Preserving that cultural connection and the traditional techniques used to grow corn on tribal lands are among the reasons Tso has continued her participation in the Intertribal Agriculture Council.

The agriculture council was founded in 1987 to promote the conservation, development and use of agricultural resources by Native Americans and Alaska Natives.

Tso was in eighth grade at Dzilth-Na-O-Dith-Hle Community Grant School when she was selected to represent the Navajo Nation at the council’s annual conference in 2013.

This week, she will represent the Four Corners area at the council’s Southwest Region conference in Albuquerque.

Her role at the conference will go beyond attendance. Tso has been promoting the event in the area and will help lead a breakout session for young people that focuses on financial loans for livestock and crop production.

Desbah Padilla, technical assistance specialist for the council’s Southwest Region, said participants come from tribes and pueblos in the region, and the event encourages native young people to continue learning about sustaining traditional foods.

“She’s real passionate about food and agriculture,” Padilla said about Tso.

Tso will also help council members at Braiding the Sacred, a conference that will center on the traditional aspects of corn and how it is grown on the Navajo Nation.

The conference starts Friday at the Shiprock Chapter house.

Her association with the council led to her attending a leadership summit in July at the University of Arkansas in Fayetteville, Ark.

Tso’s eyes brightened as she talked about a presentation at the summit by a member of the Hopi Tribe that focused on preserving agriculture through dry farming methods.

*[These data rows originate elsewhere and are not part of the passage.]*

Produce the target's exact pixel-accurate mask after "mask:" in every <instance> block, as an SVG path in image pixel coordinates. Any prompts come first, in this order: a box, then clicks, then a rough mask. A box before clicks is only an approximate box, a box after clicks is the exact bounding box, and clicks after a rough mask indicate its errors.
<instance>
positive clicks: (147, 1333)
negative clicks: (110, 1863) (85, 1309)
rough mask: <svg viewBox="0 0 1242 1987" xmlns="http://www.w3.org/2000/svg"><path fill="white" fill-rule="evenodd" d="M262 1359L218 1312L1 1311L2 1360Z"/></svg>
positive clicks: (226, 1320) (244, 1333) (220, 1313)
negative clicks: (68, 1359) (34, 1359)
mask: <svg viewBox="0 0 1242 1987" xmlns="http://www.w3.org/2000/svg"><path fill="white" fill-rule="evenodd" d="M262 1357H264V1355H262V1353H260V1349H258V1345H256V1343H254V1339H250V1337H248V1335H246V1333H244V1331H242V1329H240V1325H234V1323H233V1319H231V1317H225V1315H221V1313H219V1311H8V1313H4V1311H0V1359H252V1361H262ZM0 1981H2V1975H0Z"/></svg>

“That kind of related to me because my grandparents have a ranch in Arizona, and their tactic there is dryland farming.”

Tso is a member of the Hanaa’dli 4-H Club at the Huerfano Chapter and serves as the sergeant-at-arms for the 4-H San Juan County Council.

At school, she is a pitcher for the varsity softball team and a National Honor Society member. She also holds the title of Miss BHS Náshdóílbái, the Navajo word for bobcat.

She is the daughter of Perry and Veronica Tso.

“I fully support her educationally journey. We truly believe in parental involvement to make a child be successful in their education,” Veronica Tso said.